Daily Mail – January 5, 2011
Archaeologists have discovered a set of tools they believe prove that man sailed the sea tens of thousands of years earlier than previously thought.
Rough axes and other tools thought to be between 130,000 and 700,000 years old were found close to shelters on the south coast of the Mediterranean island of Crete.
Crete has been separated from the mainland of Greece for about five million years, so whoever made the tools must have travelled there by sea, a distance of at least 40 miles.
The previous earliest evidence was of sea travel was 60,000 years ago; in Greece it was 11,000 years ago.
The findings upset the current view that human ancestors migrated to Europe from Africa by land alone.
The Greek Culture Ministry said in a statement yesterday: ‘The results of the survey not only provide evidence of sea voyages in the Mediterranean tens of thousands of years earlier than we were aware of so far, but also change our understanding of early hominids’ cognitive abilities.’
The previous earliest evidence of open-sea travel in Greece dates back 11,000 years.
The tools were found during a survey of caves and rock shelters near the village of Plakias by archaeologists from the American School of Classical Studies at Athens and the Culture Ministry.
Such rough stone implements are associated with Heidelberg Man and Homo Erectus, extinct precursors of the modern human race, which evolved from Africa about 200,000 years ago.

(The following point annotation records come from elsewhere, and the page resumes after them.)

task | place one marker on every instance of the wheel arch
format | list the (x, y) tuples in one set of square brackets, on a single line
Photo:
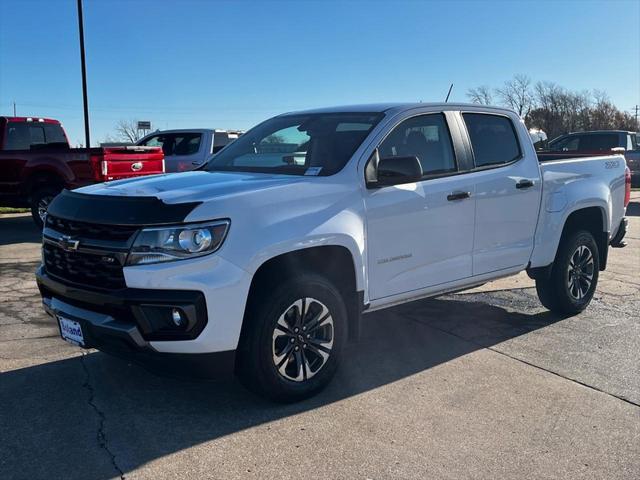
[(593, 219), (335, 262)]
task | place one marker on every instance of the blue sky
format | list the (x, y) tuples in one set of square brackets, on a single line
[(216, 64)]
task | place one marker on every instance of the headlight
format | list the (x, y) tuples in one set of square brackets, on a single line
[(165, 244)]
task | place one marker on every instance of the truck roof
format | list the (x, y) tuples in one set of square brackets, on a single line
[(31, 119), (587, 132), (398, 107)]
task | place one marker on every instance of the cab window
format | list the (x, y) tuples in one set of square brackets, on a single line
[(493, 139), (425, 137)]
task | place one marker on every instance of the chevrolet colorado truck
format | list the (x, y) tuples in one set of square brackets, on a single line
[(36, 163), (264, 261)]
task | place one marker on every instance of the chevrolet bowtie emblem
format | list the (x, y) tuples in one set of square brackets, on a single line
[(68, 243)]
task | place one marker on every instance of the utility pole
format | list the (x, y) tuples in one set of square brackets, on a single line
[(449, 93), (84, 77)]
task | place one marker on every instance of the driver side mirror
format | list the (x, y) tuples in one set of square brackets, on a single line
[(382, 172)]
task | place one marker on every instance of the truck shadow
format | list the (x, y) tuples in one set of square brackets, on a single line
[(77, 403), (19, 229)]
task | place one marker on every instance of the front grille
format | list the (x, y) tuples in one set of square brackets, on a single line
[(90, 231), (84, 269), (86, 254)]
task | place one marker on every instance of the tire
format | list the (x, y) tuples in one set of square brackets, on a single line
[(284, 364), (569, 289), (40, 200)]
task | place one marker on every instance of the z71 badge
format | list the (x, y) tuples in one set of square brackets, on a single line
[(612, 164)]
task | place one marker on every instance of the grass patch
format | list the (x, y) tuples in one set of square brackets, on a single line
[(13, 210)]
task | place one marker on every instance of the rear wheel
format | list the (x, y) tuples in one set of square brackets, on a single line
[(40, 200), (292, 339), (574, 275)]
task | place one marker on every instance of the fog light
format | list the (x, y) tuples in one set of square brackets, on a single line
[(178, 318)]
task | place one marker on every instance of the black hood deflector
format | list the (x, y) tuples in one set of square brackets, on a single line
[(118, 210)]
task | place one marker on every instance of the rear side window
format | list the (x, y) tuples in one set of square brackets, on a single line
[(493, 139), (187, 144), (599, 142), (25, 136), (175, 143), (425, 137), (566, 144)]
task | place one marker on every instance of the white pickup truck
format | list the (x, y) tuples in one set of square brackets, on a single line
[(264, 260)]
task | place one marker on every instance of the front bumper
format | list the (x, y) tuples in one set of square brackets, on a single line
[(114, 322)]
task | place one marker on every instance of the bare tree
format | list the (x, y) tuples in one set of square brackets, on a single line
[(516, 94), (481, 95), (127, 131)]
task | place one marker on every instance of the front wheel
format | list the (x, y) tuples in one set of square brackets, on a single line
[(574, 275), (292, 339)]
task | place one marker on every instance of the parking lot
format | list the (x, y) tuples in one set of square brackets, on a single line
[(480, 384)]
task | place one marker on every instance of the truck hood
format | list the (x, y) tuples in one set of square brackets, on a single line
[(198, 186)]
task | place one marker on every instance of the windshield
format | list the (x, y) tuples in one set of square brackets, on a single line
[(305, 144)]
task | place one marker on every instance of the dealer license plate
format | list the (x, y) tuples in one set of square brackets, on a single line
[(71, 331)]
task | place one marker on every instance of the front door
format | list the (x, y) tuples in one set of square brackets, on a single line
[(420, 234)]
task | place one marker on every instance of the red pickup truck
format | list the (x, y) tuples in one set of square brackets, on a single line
[(36, 163)]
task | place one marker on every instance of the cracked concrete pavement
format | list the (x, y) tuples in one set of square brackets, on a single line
[(482, 384)]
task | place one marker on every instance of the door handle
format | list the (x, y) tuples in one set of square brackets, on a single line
[(458, 196), (525, 184)]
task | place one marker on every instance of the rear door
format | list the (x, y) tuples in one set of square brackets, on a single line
[(420, 234), (508, 189)]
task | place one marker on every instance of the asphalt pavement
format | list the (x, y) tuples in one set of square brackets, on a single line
[(482, 384)]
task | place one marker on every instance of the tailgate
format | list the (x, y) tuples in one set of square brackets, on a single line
[(131, 161)]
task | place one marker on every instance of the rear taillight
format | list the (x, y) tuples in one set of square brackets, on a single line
[(627, 186), (99, 168)]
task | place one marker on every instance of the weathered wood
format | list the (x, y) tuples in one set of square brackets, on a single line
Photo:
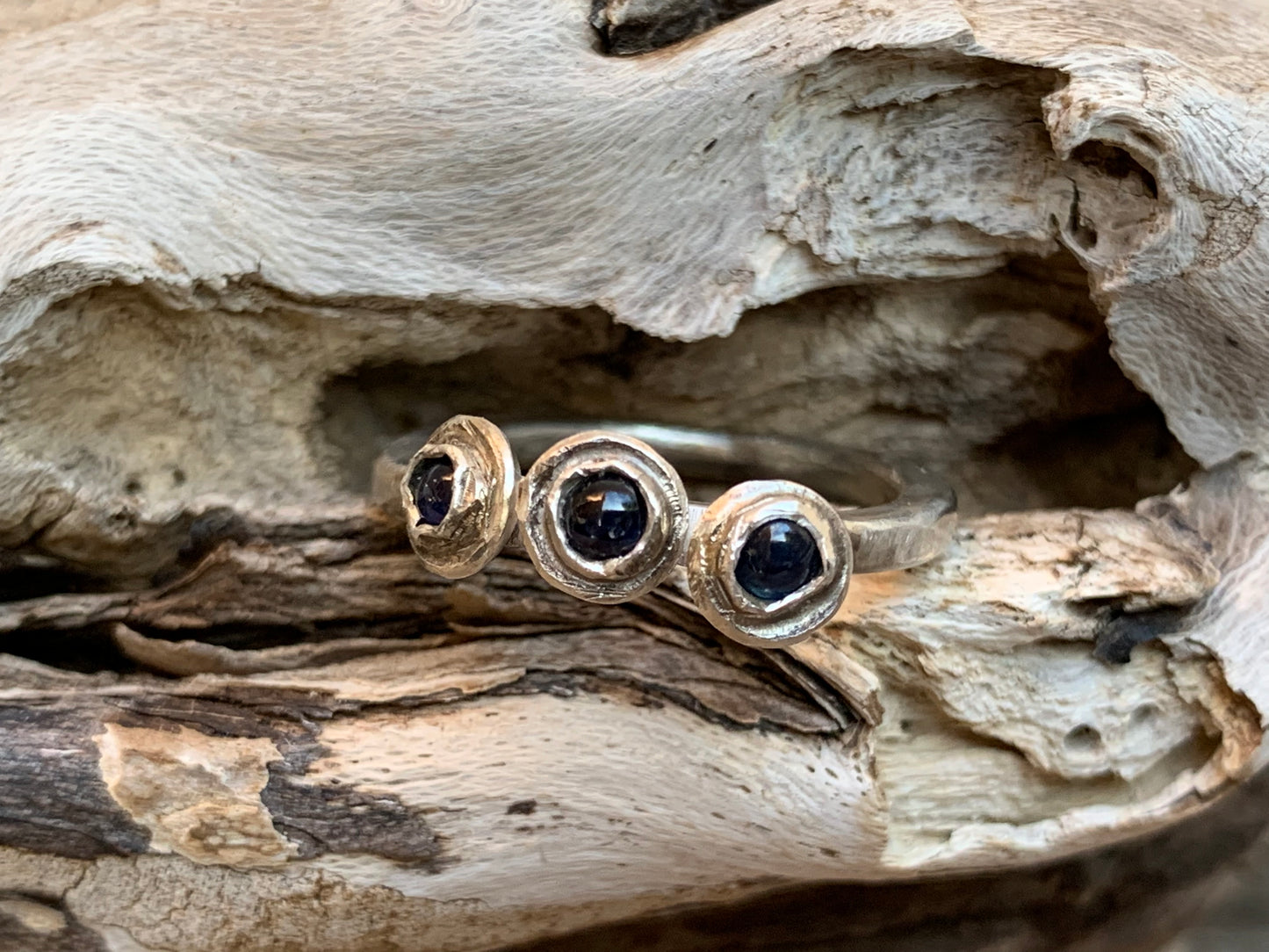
[(244, 245)]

Maria Vlazaki, senior ministry archaeologist, said: ‘Up to now we had no proof of Early Stone Age presence on Crete.’
She said it was unclear where the hominids had sailed from, or whether the settlements were permanent.
‘They may have come from Africa or from the east,’ she said. ‘Future study should help.’
The team of archaeologists has applied for permission to conduct a more thorough excavation of the area, which Greek authorities are expected to approve later this year.